In 1938 Fermi was called to Sweden to accept the Nobel Prize.  The Fermi family used the opportunity to escape Italian persecution (Fermi's wife was Jewish) by emigrating to the U.S.A.

In New York and later working in a squash court inside the West Stands at Stagg Field, University of Chicago, Fermi led the effort to sustain a controlled chain reaction with neutrons slowed in a graphite pile.  Arthur Compton telephoned James Conant of success saying, The Italian navigator has just landed in the new world.  Fermi's team then simultaneously designed a small test reactor for the Clinton Laboratories in Tennessee and the giant nuclear reactors for Hanford, Washington, to produced Plutonium used in the Nagasaki atomic bomb that ended World War II.

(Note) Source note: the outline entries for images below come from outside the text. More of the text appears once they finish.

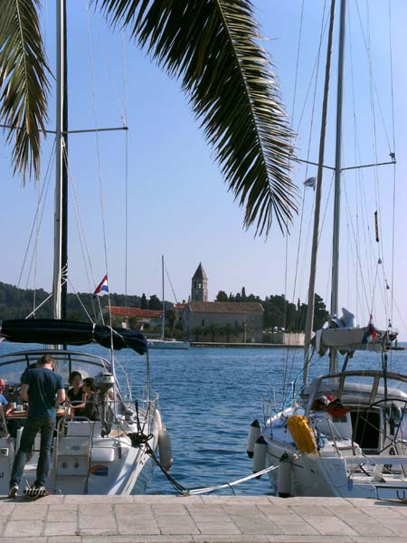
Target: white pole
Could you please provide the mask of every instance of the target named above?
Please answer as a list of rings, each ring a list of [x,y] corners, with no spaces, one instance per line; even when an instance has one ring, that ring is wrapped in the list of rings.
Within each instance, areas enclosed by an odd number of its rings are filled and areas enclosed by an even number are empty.
[[[163,322],[161,323],[161,339],[164,341],[166,337],[166,300],[164,298],[164,255],[161,255],[161,275],[163,281]]]
[[[53,243],[53,318],[61,319],[62,245],[62,159],[63,159],[63,88],[64,88],[64,29],[63,0],[56,0],[56,127],[55,127],[55,210]]]
[[[339,26],[339,52],[337,62],[337,97],[336,97],[336,148],[335,158],[335,203],[334,203],[334,234],[332,247],[332,291],[331,315],[337,315],[339,290],[339,226],[341,199],[341,168],[342,168],[342,107],[344,99],[345,71],[345,30],[346,22],[346,0],[341,0],[341,14]],[[331,349],[329,373],[337,370],[337,353]]]
[[[334,19],[335,19],[335,0],[331,2],[331,13],[329,18],[329,33],[328,43],[327,47],[327,63],[325,67],[325,83],[324,83],[324,99],[322,102],[322,117],[321,117],[321,131],[319,139],[319,157],[318,157],[318,171],[317,176],[317,186],[315,193],[315,212],[314,212],[314,232],[312,237],[312,251],[311,251],[311,264],[309,270],[309,284],[308,284],[308,303],[307,307],[307,319],[304,334],[304,355],[306,361],[304,365],[304,384],[307,383],[308,364],[307,354],[311,340],[312,329],[314,324],[314,299],[315,299],[315,281],[317,272],[317,256],[318,251],[318,234],[319,234],[319,215],[321,209],[321,194],[322,194],[322,176],[324,169],[324,156],[325,156],[325,140],[327,131],[327,115],[329,95],[329,79],[331,70],[332,57],[332,39],[334,34]]]

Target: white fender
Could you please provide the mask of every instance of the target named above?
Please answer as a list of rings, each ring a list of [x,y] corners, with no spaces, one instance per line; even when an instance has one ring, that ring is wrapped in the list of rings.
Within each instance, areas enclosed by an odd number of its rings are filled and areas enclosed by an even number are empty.
[[[251,427],[249,429],[249,435],[247,438],[246,452],[247,452],[247,455],[249,456],[249,458],[253,458],[254,443],[256,443],[256,440],[258,439],[259,435],[260,435],[260,424],[259,424],[259,421],[256,419],[251,424]]]
[[[154,415],[158,425],[158,430],[161,430],[163,428],[163,421],[161,420],[161,413],[158,411],[158,409],[156,409]]]
[[[158,453],[160,464],[166,472],[169,472],[173,465],[173,452],[171,450],[171,437],[165,426],[162,426],[158,433]]]
[[[267,443],[264,440],[264,437],[260,435],[254,443],[254,451],[253,451],[253,473],[257,473],[258,472],[261,472],[266,467],[266,452],[267,452]],[[261,475],[259,476],[259,478]]]
[[[277,470],[277,493],[280,498],[289,498],[291,495],[291,461],[287,452],[284,452]]]

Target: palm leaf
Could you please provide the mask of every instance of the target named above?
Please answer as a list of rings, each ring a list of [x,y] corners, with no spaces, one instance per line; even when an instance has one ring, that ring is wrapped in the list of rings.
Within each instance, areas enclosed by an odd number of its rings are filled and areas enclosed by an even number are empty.
[[[296,211],[289,178],[292,133],[261,49],[251,0],[95,0],[182,80],[246,227],[282,230]]]
[[[14,172],[40,174],[48,71],[37,9],[39,0],[0,0],[0,119],[14,142]]]

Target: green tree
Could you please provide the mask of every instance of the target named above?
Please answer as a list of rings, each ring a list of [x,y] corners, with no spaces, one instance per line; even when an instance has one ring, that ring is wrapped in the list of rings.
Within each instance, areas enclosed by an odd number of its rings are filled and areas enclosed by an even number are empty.
[[[224,291],[219,291],[215,301],[228,301],[228,295]]]
[[[292,132],[251,0],[95,0],[116,27],[175,78],[188,95],[244,224],[281,230],[296,211]],[[39,0],[1,2],[0,121],[10,127],[14,168],[40,174],[49,70]]]

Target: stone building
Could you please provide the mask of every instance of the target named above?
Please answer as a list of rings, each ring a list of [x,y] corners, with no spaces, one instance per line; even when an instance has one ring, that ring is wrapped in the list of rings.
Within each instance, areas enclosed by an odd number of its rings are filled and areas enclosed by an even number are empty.
[[[263,306],[257,301],[190,301],[183,311],[183,321],[191,340],[196,328],[216,324],[223,329],[229,325],[229,329],[239,330],[239,334],[229,332],[227,340],[242,342],[246,338],[260,342],[263,313]],[[224,339],[218,334],[218,340]]]
[[[192,278],[191,300],[175,306],[181,314],[184,329],[193,340],[194,330],[208,329],[211,324],[219,327],[218,341],[261,341],[264,310],[260,303],[252,301],[208,301],[208,276],[199,263]],[[223,337],[221,330],[223,329]],[[210,338],[209,338],[210,340]]]
[[[208,276],[201,262],[192,278],[191,301],[208,301]]]

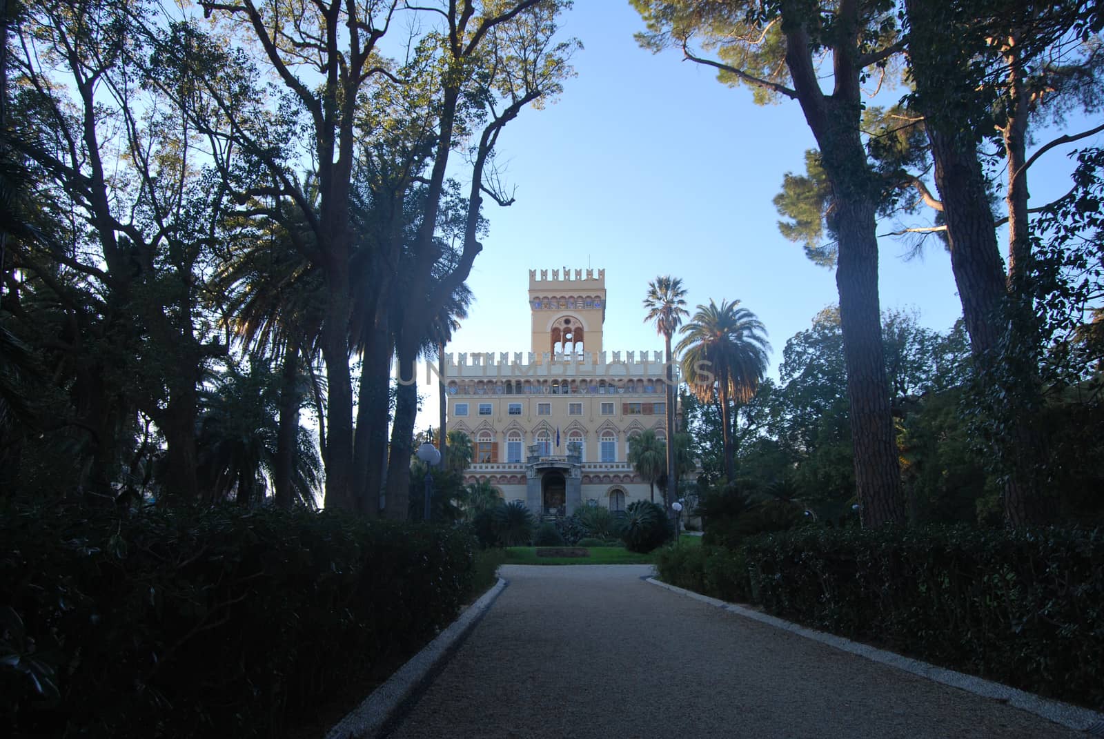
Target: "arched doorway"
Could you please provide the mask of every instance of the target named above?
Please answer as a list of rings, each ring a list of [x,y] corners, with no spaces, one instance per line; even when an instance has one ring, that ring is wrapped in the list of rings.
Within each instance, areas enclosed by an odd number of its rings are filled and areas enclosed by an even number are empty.
[[[541,482],[544,488],[542,506],[544,513],[562,516],[565,513],[564,504],[567,499],[567,483],[563,477],[563,473],[546,472],[544,473],[544,479]]]

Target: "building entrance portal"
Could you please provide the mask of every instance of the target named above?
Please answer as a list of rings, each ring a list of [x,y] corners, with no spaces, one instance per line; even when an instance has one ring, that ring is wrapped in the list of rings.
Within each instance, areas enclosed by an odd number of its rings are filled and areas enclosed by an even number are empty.
[[[546,472],[544,473],[542,483],[544,487],[544,513],[552,516],[565,515],[564,504],[567,499],[567,483],[563,477],[563,473]]]

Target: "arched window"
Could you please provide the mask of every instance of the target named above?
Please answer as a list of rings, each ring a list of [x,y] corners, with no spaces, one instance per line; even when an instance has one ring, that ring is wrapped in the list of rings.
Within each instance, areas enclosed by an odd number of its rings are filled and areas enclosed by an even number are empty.
[[[476,441],[476,462],[487,464],[495,461],[495,436],[489,431],[480,431]]]
[[[521,432],[511,431],[506,437],[506,461],[521,462]]]
[[[603,431],[598,437],[598,447],[602,453],[602,462],[617,461],[617,437],[612,431]]]
[[[572,444],[578,444],[578,453],[583,457],[583,462],[586,462],[586,444],[583,442],[582,431],[572,431],[567,434],[567,450],[571,451]]]
[[[625,490],[609,490],[609,510],[622,513],[625,510]]]
[[[639,431],[634,431],[625,437],[625,458],[628,458],[628,452],[633,448],[633,440],[640,435]]]

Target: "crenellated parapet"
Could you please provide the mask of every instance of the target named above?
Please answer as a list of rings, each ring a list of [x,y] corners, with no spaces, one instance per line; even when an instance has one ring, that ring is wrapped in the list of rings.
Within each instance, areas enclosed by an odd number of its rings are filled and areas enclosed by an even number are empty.
[[[664,352],[643,351],[584,351],[582,353],[553,353],[551,351],[458,352],[445,355],[445,374],[448,377],[518,377],[540,374],[550,377],[567,371],[571,374],[602,374],[614,368],[631,368],[633,374],[662,374]],[[624,373],[624,372],[622,372]]]
[[[563,267],[562,270],[530,270],[529,271],[529,288],[540,289],[544,287],[550,287],[553,284],[563,283],[577,283],[581,286],[586,286],[586,283],[592,283],[595,287],[604,287],[606,284],[606,271],[605,270],[571,270],[569,267]]]

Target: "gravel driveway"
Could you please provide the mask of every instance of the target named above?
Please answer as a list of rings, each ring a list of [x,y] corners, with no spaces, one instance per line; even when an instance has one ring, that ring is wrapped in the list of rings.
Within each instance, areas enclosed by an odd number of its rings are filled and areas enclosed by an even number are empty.
[[[505,566],[509,581],[391,737],[1083,735],[640,578]]]

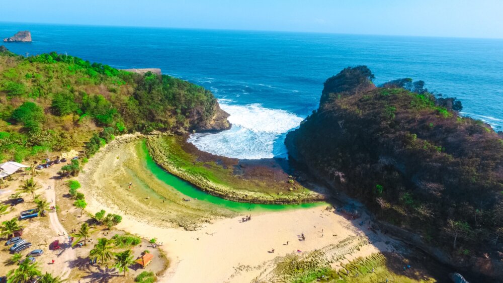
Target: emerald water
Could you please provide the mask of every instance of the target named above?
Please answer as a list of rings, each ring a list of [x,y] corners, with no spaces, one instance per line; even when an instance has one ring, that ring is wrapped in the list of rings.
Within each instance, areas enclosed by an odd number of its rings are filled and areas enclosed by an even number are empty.
[[[215,197],[199,190],[189,182],[167,172],[157,165],[149,153],[145,140],[143,140],[141,143],[141,148],[145,153],[145,166],[156,178],[169,186],[174,188],[178,192],[187,196],[188,198],[197,198],[199,201],[210,203],[236,212],[257,210],[278,211],[286,209],[309,208],[323,205],[328,205],[322,202],[294,205],[249,204],[234,202]]]

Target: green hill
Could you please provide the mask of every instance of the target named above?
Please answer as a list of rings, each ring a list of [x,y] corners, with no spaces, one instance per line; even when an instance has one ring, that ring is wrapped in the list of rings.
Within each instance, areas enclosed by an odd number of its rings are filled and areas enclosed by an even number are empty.
[[[373,78],[360,66],[328,79],[319,108],[287,137],[291,157],[431,245],[460,258],[493,251],[503,236],[501,137],[421,81],[376,87]]]
[[[93,136],[88,154],[126,132],[221,130],[227,116],[209,91],[170,76],[0,46],[0,161],[45,157]]]

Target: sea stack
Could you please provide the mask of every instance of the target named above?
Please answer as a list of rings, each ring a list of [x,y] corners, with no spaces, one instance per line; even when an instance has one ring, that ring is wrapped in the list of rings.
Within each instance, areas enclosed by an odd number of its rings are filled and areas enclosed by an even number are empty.
[[[31,42],[30,31],[18,32],[13,36],[4,39],[4,42]]]

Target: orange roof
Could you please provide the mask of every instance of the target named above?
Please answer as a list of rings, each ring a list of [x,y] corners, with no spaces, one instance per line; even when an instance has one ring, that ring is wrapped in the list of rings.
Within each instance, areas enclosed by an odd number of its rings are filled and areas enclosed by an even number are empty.
[[[135,261],[144,267],[147,265],[147,264],[150,263],[150,261],[151,261],[152,259],[153,258],[154,255],[147,252],[144,254],[141,257],[135,260]]]

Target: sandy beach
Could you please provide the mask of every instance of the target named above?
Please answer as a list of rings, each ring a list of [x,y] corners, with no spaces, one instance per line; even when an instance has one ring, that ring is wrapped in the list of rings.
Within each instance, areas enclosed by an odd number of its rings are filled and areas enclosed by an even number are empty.
[[[269,281],[276,276],[276,263],[292,254],[302,257],[315,250],[328,249],[332,257],[338,253],[343,254],[344,259],[331,264],[337,268],[358,256],[393,251],[399,246],[397,242],[368,229],[369,221],[366,216],[350,221],[333,210],[327,210],[327,205],[252,213],[252,219],[245,222],[242,222],[244,213],[237,216],[226,216],[222,213],[215,216],[201,209],[198,210],[200,212],[198,216],[203,216],[204,220],[194,231],[170,225],[169,218],[163,222],[160,219],[164,216],[160,218],[151,214],[150,211],[142,210],[143,206],[138,204],[138,208],[134,205],[125,205],[124,200],[111,198],[116,195],[115,191],[121,190],[119,186],[109,186],[105,190],[102,184],[93,183],[100,181],[96,179],[96,174],[102,173],[95,169],[100,168],[103,162],[121,160],[122,157],[115,157],[117,152],[129,152],[124,150],[128,148],[128,143],[125,142],[136,137],[120,137],[102,148],[85,167],[86,173],[79,179],[85,180],[82,188],[87,192],[88,212],[94,214],[104,209],[123,215],[118,228],[146,239],[155,238],[162,243],[160,248],[167,255],[170,264],[160,281]],[[114,168],[115,165],[122,166],[107,163]],[[118,203],[113,203],[117,200]],[[131,201],[142,203],[139,200]],[[154,211],[158,212],[151,211]],[[166,210],[163,214],[172,213]],[[365,223],[360,226],[359,223],[362,220]],[[303,233],[305,241],[300,237]],[[343,241],[349,244],[342,249],[336,246]]]

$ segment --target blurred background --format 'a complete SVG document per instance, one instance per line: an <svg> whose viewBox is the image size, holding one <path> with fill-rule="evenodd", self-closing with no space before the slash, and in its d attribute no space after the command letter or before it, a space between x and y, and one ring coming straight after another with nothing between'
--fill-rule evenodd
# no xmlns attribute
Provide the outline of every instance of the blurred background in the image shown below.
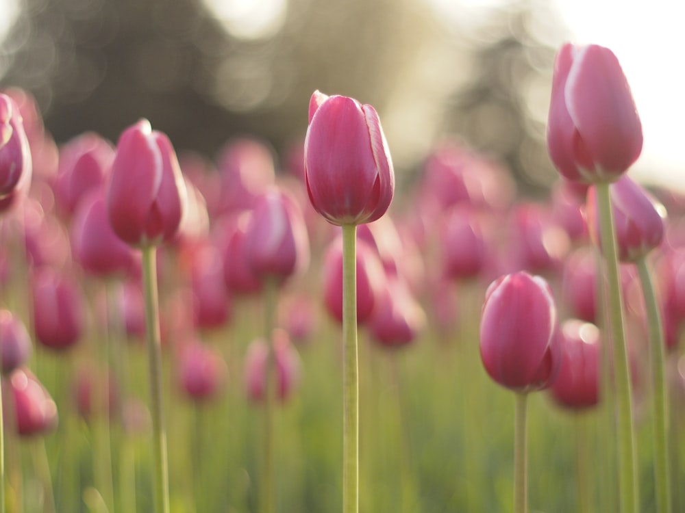
<svg viewBox="0 0 685 513"><path fill-rule="evenodd" d="M457 135L536 195L557 178L544 140L556 52L597 42L618 55L644 123L632 174L682 188L675 9L667 0L0 0L0 87L32 92L58 144L88 130L116 142L145 117L177 150L213 158L252 135L282 164L301 144L319 89L377 108L399 188L434 144Z"/></svg>

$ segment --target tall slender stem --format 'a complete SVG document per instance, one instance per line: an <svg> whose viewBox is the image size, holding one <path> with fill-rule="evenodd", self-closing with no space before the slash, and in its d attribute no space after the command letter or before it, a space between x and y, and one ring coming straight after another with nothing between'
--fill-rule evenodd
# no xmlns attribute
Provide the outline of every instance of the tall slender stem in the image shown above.
<svg viewBox="0 0 685 513"><path fill-rule="evenodd" d="M342 512L359 511L357 226L342 226Z"/></svg>
<svg viewBox="0 0 685 513"><path fill-rule="evenodd" d="M621 511L637 513L638 501L637 469L635 464L635 433L633 427L630 373L623 331L623 307L619 278L619 260L616 235L611 209L608 183L597 183L601 250L606 262L609 288L609 319L613 339L614 373L618 407L616 440L619 449L619 493Z"/></svg>
<svg viewBox="0 0 685 513"><path fill-rule="evenodd" d="M528 449L526 409L528 394L516 393L514 430L514 513L528 513Z"/></svg>
<svg viewBox="0 0 685 513"><path fill-rule="evenodd" d="M262 479L263 513L273 513L275 511L273 415L277 380L275 379L276 363L273 352L273 328L276 318L277 285L273 280L266 280L264 289L264 330L266 332L268 352L264 376L264 475Z"/></svg>
<svg viewBox="0 0 685 513"><path fill-rule="evenodd" d="M666 391L666 378L664 370L664 332L661 315L657 303L654 288L649 276L647 259L641 258L636 263L640 274L640 282L645 306L647 308L647 324L649 326L649 354L651 365L652 403L654 434L654 478L656 479L656 510L661 513L673 511L671 497L671 475L669 472L669 429L668 398Z"/></svg>
<svg viewBox="0 0 685 513"><path fill-rule="evenodd" d="M155 248L142 248L142 278L145 298L145 334L150 386L150 412L153 437L155 511L169 513L166 432L162 397L162 341L160 335Z"/></svg>

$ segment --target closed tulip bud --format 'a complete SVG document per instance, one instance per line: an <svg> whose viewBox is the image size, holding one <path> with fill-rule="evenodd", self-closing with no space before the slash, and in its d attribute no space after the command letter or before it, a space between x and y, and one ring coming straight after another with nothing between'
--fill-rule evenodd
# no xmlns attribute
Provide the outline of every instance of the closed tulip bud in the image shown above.
<svg viewBox="0 0 685 513"><path fill-rule="evenodd" d="M216 397L227 373L221 356L199 342L191 342L181 350L178 367L182 390L197 400Z"/></svg>
<svg viewBox="0 0 685 513"><path fill-rule="evenodd" d="M550 388L552 397L567 408L590 408L599 399L599 330L571 319L560 330L561 365Z"/></svg>
<svg viewBox="0 0 685 513"><path fill-rule="evenodd" d="M564 44L554 64L547 123L547 148L559 172L572 181L614 181L642 145L640 117L616 55L597 44Z"/></svg>
<svg viewBox="0 0 685 513"><path fill-rule="evenodd" d="M480 321L480 355L502 386L519 392L548 386L559 367L557 314L540 276L521 272L493 282Z"/></svg>
<svg viewBox="0 0 685 513"><path fill-rule="evenodd" d="M8 374L26 363L31 350L31 338L24 324L12 312L0 311L0 372Z"/></svg>
<svg viewBox="0 0 685 513"><path fill-rule="evenodd" d="M71 224L71 250L74 259L96 276L123 274L134 269L132 250L116 236L107 218L103 189L88 194L77 209Z"/></svg>
<svg viewBox="0 0 685 513"><path fill-rule="evenodd" d="M357 324L363 324L371 316L379 293L383 266L376 252L363 241L357 241ZM338 237L329 245L323 263L323 298L328 313L342 322L342 240Z"/></svg>
<svg viewBox="0 0 685 513"><path fill-rule="evenodd" d="M276 397L283 402L292 393L299 380L299 357L282 330L273 332L273 358L275 369ZM245 357L245 385L247 395L253 402L264 397L269 346L262 339L253 341ZM272 380L271 382L274 380Z"/></svg>
<svg viewBox="0 0 685 513"><path fill-rule="evenodd" d="M31 150L19 108L0 94L0 198L12 194L31 174Z"/></svg>
<svg viewBox="0 0 685 513"><path fill-rule="evenodd" d="M309 239L297 204L282 191L255 200L245 234L245 253L255 276L284 280L309 263Z"/></svg>
<svg viewBox="0 0 685 513"><path fill-rule="evenodd" d="M53 431L57 427L57 405L33 373L17 369L10 375L9 382L16 432L30 436Z"/></svg>
<svg viewBox="0 0 685 513"><path fill-rule="evenodd" d="M60 350L76 343L81 336L83 312L76 284L49 267L38 269L32 283L36 339Z"/></svg>
<svg viewBox="0 0 685 513"><path fill-rule="evenodd" d="M622 176L612 183L609 191L619 259L636 262L661 244L666 209L628 176ZM588 190L587 213L590 235L599 245L599 219L594 187Z"/></svg>
<svg viewBox="0 0 685 513"><path fill-rule="evenodd" d="M183 215L186 189L169 138L153 131L147 120L119 138L107 196L110 223L131 246L169 240Z"/></svg>
<svg viewBox="0 0 685 513"><path fill-rule="evenodd" d="M329 222L371 222L388 210L395 173L378 114L371 105L314 92L304 159L310 200Z"/></svg>

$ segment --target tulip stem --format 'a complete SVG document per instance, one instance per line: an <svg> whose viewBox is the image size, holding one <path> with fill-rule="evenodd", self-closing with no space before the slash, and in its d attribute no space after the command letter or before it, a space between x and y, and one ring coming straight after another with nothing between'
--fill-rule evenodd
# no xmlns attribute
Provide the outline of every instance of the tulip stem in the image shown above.
<svg viewBox="0 0 685 513"><path fill-rule="evenodd" d="M649 352L651 365L652 393L654 400L653 411L654 478L656 490L656 510L671 513L673 510L671 499L671 475L669 472L669 430L668 399L664 375L664 332L656 295L650 278L647 259L639 259L636 264L640 274L640 282L645 306L647 308L649 328Z"/></svg>
<svg viewBox="0 0 685 513"><path fill-rule="evenodd" d="M155 511L169 513L169 464L166 432L162 398L162 341L160 334L159 298L157 290L156 251L142 248L142 278L145 298L145 334L150 386L150 413L153 437Z"/></svg>
<svg viewBox="0 0 685 513"><path fill-rule="evenodd" d="M609 183L597 183L598 211L601 250L606 263L608 282L609 332L613 339L614 372L618 408L616 441L619 449L619 493L621 511L637 513L637 469L635 464L635 433L633 427L630 373L623 331L623 307L619 278L619 259L614 230Z"/></svg>
<svg viewBox="0 0 685 513"><path fill-rule="evenodd" d="M516 393L514 430L514 513L528 512L528 458L526 410L528 394Z"/></svg>
<svg viewBox="0 0 685 513"><path fill-rule="evenodd" d="M273 352L273 329L276 317L277 283L267 279L264 282L264 329L266 341L266 368L264 378L264 462L262 467L262 495L263 513L275 511L274 471L273 415L276 399L276 365Z"/></svg>
<svg viewBox="0 0 685 513"><path fill-rule="evenodd" d="M359 511L357 226L342 226L342 512Z"/></svg>

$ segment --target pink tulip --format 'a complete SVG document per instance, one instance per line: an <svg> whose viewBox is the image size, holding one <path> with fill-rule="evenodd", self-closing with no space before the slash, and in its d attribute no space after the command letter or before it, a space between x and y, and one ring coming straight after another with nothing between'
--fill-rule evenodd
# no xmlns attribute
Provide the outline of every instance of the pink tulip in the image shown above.
<svg viewBox="0 0 685 513"><path fill-rule="evenodd" d="M38 269L32 280L36 339L56 350L76 343L81 336L83 311L76 284L49 267Z"/></svg>
<svg viewBox="0 0 685 513"><path fill-rule="evenodd" d="M123 241L135 246L171 239L181 222L186 189L178 160L167 137L147 120L119 138L107 196L110 223Z"/></svg>
<svg viewBox="0 0 685 513"><path fill-rule="evenodd" d="M371 222L388 210L395 173L378 114L371 105L315 91L304 159L310 200L329 222Z"/></svg>
<svg viewBox="0 0 685 513"><path fill-rule="evenodd" d="M342 322L342 240L338 237L328 247L323 262L323 298L328 313ZM371 315L385 273L376 253L363 241L357 241L357 324Z"/></svg>
<svg viewBox="0 0 685 513"><path fill-rule="evenodd" d="M93 191L81 200L71 225L71 250L74 259L97 276L129 273L136 265L130 246L110 224L104 189Z"/></svg>
<svg viewBox="0 0 685 513"><path fill-rule="evenodd" d="M560 330L561 368L549 389L558 403L581 409L599 399L599 330L594 324L571 319Z"/></svg>
<svg viewBox="0 0 685 513"><path fill-rule="evenodd" d="M272 189L255 200L245 250L260 279L282 280L309 264L309 239L299 207L286 192Z"/></svg>
<svg viewBox="0 0 685 513"><path fill-rule="evenodd" d="M517 272L488 288L480 354L490 378L502 386L530 391L553 381L560 363L556 331L556 307L543 278Z"/></svg>
<svg viewBox="0 0 685 513"><path fill-rule="evenodd" d="M0 198L12 194L32 174L31 150L16 103L0 94Z"/></svg>
<svg viewBox="0 0 685 513"><path fill-rule="evenodd" d="M31 356L31 338L24 323L8 310L0 310L0 372L9 374Z"/></svg>
<svg viewBox="0 0 685 513"><path fill-rule="evenodd" d="M616 180L642 151L642 124L616 55L591 44L564 44L556 57L547 148L569 180Z"/></svg>
<svg viewBox="0 0 685 513"><path fill-rule="evenodd" d="M299 357L286 332L275 330L273 338L276 397L283 402L290 397L299 380ZM253 402L261 402L264 399L268 358L269 347L261 339L253 341L247 348L245 386L247 395Z"/></svg>
<svg viewBox="0 0 685 513"><path fill-rule="evenodd" d="M10 375L9 382L16 432L29 436L53 431L57 427L57 405L38 378L27 369L19 368Z"/></svg>
<svg viewBox="0 0 685 513"><path fill-rule="evenodd" d="M114 159L114 148L93 132L79 135L62 146L55 184L55 199L62 210L73 213L86 193L100 189Z"/></svg>
<svg viewBox="0 0 685 513"><path fill-rule="evenodd" d="M182 347L178 358L182 390L196 400L216 397L226 379L227 369L219 354L199 342Z"/></svg>
<svg viewBox="0 0 685 513"><path fill-rule="evenodd" d="M635 262L661 244L666 210L642 187L621 176L610 187L619 259ZM588 224L599 244L599 220L595 187L588 190Z"/></svg>

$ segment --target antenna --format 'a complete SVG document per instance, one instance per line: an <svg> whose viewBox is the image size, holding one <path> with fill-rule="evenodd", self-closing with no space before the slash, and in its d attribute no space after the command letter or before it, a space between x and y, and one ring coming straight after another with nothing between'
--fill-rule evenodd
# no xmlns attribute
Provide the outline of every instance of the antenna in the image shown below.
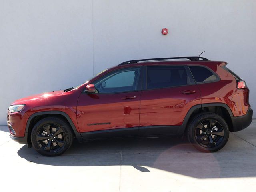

After the war Fermi pioneered research on high energy particles.

Fermi had a reputation for building the least fancy apparatus that could achieve the experimental objective.  His penchant for conserving resources extended to his famous estimations.  For example, at the New Mexico test of the first atomic bomb, he dropped scraps of paper to measure the resulting wind, then immediately used the wind velocity to estimate the power of the bomb.